Y diciendo esto, el cura párroco de Trujillos se levantó, se dio la vuelta y salió apresuradamente por la puerta, recorriendo el pasillo donde, sentados en los bancos ubicados a tal efecto, al menos media docena de vecinos esperaba su turno para exponer sus problemas a la alcaldesa.
-Tú eres consciente de que nos van a echar de la universidad, de que vamos a perder el doctorado y de que seguramente acabemos en la cárcel, ¿verdad, Santi?
-¡Naaaa! Esto es perfectamente legal, Tere. Ha sido toda una suerte encontrar este local en alquiler tan cerca del «punto cero» y, bueno, nadie va a echar de menos el georradar antiguo del departamento de geología ahora que tienen el de última generación con imagen 3D holográfica. Esos frikis de las piedras jamás volverán a utilizar éste.

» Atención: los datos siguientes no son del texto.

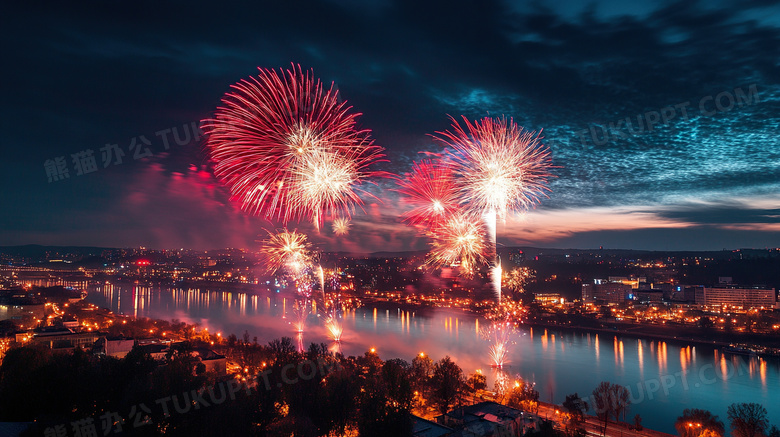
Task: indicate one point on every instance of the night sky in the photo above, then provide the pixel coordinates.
(661, 116)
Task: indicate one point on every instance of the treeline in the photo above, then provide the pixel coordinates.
(280, 391)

-Pero Santi, el emisor de ondas de baja frecuencia es demasiado potente. Cada vez que lanzamos una tiembla medio pueblo.
-¡Bah! También tiembla cada vez que pasa un camión, o cada vez que se ponen a tirar cohetes de feria, no creo que nadie vaya a hacer caso.
-Si tú lo dices…
-Venga, vamos a hacer un disparo.
-¿Ahora? ¡Pero si son las tres de la mañana!
-Tranquila, que no se va a enterar nadie.
-Joder que no… Bueno, tú mandas.
Con la diligencia que le caracterizaba, Tere preparó el instrumental, configuró la red de sensores sísmicos firmemente clavada en el suelo del local, preparó la carga sísmica y, a la de tres, apretó el gatillo. En ese momento, dentro de la caja metálica del georradar, también firmemente clavado al suelo, una aguja percutora detonó un cartucho de pólvora, que a su vez disparó un proyectil contra una gruesa placa de titanio-tungsteno, provocando un fuerte ruido y una vibración que hizo temblar todo el edificio y a buen seguro que se pudo sentir en todo el pueblo, despertando sobresaltadas a las beatas, aventando por enésima vez los demonios interiores del cura párroco, mosqueando a un laborioso policía en excedencia y su equipo de improvisados mineros y avivando los deseos de la alcaldesa de dimitir e irse a vivir a un pisito del centro en Sevilla.
De forma casi inmediata, las vibraciones provocadas por el disparo se reflejaron en las diferentes capas del subsuelo y regresaron hasta el equipo sensor de los arqueólogos, con los que el ordenador, un vetusto equipo de principios de los dos mil, generó una extraña imagen en su monitor de tubo que pocas personas sin la preparación técnica de Teresa Rosa sabrían interpretar. En numerosas excavaciones a lo largo y ancho del país, Tere había manejado georradares de multitud de marcas y modelos, descubriendo no pocos yacimientos, certificando la ausencia de estos en algunas obras públicas e incluso localizando cuerpos enterrados para la policía. No era en vano que en el mundillo de los arqueólogos y geólogos fuera conocida como la «Ojos de buho», en jocosa referencia a cierto superhéroe.
-¡Ahí está! Distancia doscientos treinta y tres metros a ciento setenta y dos grados. ¡Joder, Santi, lo hemos encontrado! Pero no te vas a creer dónde está.